Download or read book Uncommon Grounds written by Anthony Downey and published by Bloomsbury Publishing. This book was released on 2014-09-30 with total page 296 pages. Available in PDF, EPUB and Kindle. Book excerpt: In this groundbreaking book, a range of internationally renowned and emerging academics, writers, artists, curators, activists and filmmakers critically reflect on the ways in which visual culture has appropriated and developed new media across North Africa and the Middle East. Examining the opportunities presented by the real-time generation of new, relatively unregulated content online, Uncommon Grounds evaluates the prominent role that new media has come to play in artistic practices - and social movements - in the Arab world today. Analysing alternative forms of creating, broadcasting, publishing, distributing and consuming digital images, this book also enquires into a broader global concern: does new media offer a 'democratisation' of - and a productive engagement with - visual culture, or merely capitalise upon the effect of immediacy at the expense of depth?Featuring full-colour artists' inserts, this is the first book to extensively explore the degree to which the grassroots popularity of Twitter and Facebook has been co-opted into mainstream media, institutional and curatorial characterisations of 'revolution' - and whether artists should be wary of perpetuating the rhetoric and spectacle surrounding political events. In the process, Uncommon Grounds reveals how contemporary art practices actively negotiate present-day notions of community-based activism, artistic agency and political engagement.

Book Uncommon Ground

    Book Details:
  • Author : David Leatherbarrow
  • Publisher : MIT Press
  • Release : 2002
  • ISBN : 9780262621618
  • Pages : 316 pages

Download or read book Uncommon Ground written by David Leatherbarrow and published by MIT Press. This book was released on 2002 with total page 316 pages. Available in PDF, EPUB and Kindle. Book excerpt: Focusing on the years 1930 to 1960, this book reassesses the relationship between siting and construction. It argues that the the interplay of technology and topography was paramount.

Book Uncommon Ground

Download or read book Uncommon Ground written by Anna Cole and published by Aboriginal Studies Press. This book was released on 2005 with total page 312 pages. Available in PDF, EPUB and Kindle. Book excerpt: Showcasing some of the latest and most interesting work in Australia on gender and crosscultural history, this unique collection offers a diverse group of essays about the complex roles white women played in Australian Indigenous histories.

Book Uncommon Grounds for Commons Management

Download or read book Uncommon Grounds for Commons Management written by Emery Roe and published by . This book was released on 1988 with total page 714 pages.
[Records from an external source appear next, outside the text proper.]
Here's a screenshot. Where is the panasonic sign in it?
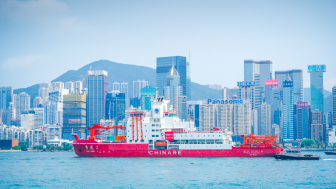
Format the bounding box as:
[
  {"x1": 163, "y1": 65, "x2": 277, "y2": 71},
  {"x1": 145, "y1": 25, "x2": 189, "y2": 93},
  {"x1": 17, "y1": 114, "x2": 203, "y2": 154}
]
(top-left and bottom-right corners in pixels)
[{"x1": 208, "y1": 99, "x2": 244, "y2": 104}]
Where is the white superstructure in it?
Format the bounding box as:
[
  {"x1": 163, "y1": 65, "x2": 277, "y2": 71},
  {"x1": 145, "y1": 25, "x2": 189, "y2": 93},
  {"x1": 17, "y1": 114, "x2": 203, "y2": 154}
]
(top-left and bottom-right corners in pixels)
[{"x1": 126, "y1": 99, "x2": 232, "y2": 149}]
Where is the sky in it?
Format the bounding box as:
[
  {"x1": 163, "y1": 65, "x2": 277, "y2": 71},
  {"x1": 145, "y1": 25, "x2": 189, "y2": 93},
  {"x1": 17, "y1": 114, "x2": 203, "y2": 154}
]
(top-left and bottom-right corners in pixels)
[{"x1": 0, "y1": 0, "x2": 336, "y2": 91}]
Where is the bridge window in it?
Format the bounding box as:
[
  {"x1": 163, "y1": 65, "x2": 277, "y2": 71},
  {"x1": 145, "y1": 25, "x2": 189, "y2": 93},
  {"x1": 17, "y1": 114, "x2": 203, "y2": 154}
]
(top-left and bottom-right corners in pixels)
[{"x1": 198, "y1": 139, "x2": 205, "y2": 144}]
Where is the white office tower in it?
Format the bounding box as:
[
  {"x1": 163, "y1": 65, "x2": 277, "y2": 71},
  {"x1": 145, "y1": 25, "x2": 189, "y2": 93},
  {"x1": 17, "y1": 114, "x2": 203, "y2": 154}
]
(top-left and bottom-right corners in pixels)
[
  {"x1": 222, "y1": 87, "x2": 239, "y2": 100},
  {"x1": 133, "y1": 80, "x2": 148, "y2": 98},
  {"x1": 74, "y1": 81, "x2": 84, "y2": 94},
  {"x1": 51, "y1": 82, "x2": 64, "y2": 91},
  {"x1": 64, "y1": 81, "x2": 75, "y2": 94},
  {"x1": 44, "y1": 89, "x2": 69, "y2": 125},
  {"x1": 33, "y1": 97, "x2": 43, "y2": 108},
  {"x1": 15, "y1": 92, "x2": 30, "y2": 117},
  {"x1": 258, "y1": 102, "x2": 272, "y2": 136},
  {"x1": 38, "y1": 82, "x2": 51, "y2": 104},
  {"x1": 112, "y1": 82, "x2": 120, "y2": 91},
  {"x1": 33, "y1": 108, "x2": 44, "y2": 129},
  {"x1": 252, "y1": 110, "x2": 259, "y2": 135},
  {"x1": 120, "y1": 82, "x2": 128, "y2": 99}
]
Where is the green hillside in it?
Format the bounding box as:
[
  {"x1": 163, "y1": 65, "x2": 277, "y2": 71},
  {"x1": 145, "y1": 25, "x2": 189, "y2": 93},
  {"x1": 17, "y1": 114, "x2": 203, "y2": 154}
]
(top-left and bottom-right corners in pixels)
[{"x1": 14, "y1": 60, "x2": 221, "y2": 101}]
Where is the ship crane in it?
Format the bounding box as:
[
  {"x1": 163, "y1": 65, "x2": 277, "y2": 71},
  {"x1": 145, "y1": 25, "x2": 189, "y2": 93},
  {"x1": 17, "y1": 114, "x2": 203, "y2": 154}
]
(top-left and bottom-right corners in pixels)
[
  {"x1": 72, "y1": 123, "x2": 126, "y2": 140},
  {"x1": 241, "y1": 134, "x2": 278, "y2": 147},
  {"x1": 87, "y1": 123, "x2": 126, "y2": 140}
]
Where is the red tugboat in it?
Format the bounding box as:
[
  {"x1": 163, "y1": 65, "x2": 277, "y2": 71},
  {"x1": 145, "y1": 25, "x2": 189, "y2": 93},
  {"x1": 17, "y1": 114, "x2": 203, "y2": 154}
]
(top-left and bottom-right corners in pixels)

Available in PDF, EPUB and Kindle. Book excerpt:

Book Killer High

    Book Details:
  • Author : Peter Andreas
  • Publisher : Oxford University Press
  • Release : 2022-01-17
  • ISBN : 0197629997
  • Pages : 353 pages

Download or read book Killer High written by Peter Andreas and published by Oxford University Press. This book was released on 2022-01-17 with total page 353 pages. Available in PDF, EPUB and Kindle. Book excerpt: In Killer High, Peter Andreas tells the story of war from antiquity to the modern age through the lens of six psychoactive drugs: alcohol, tobacco, caffeine, opium, amphetamines, and cocaine. Armed conflict has become progressively more "drugged" with the global spread of these mind-altering substances. From ancient brews and battles to meth and modern warfare, drugs and war have grown up together and become addicted to each other. By looking back not just years and decades but centuries, Andreas reveals that the drugs-conflict nexus is actually an old story, and that powerful states have been its biggest beneficiaries.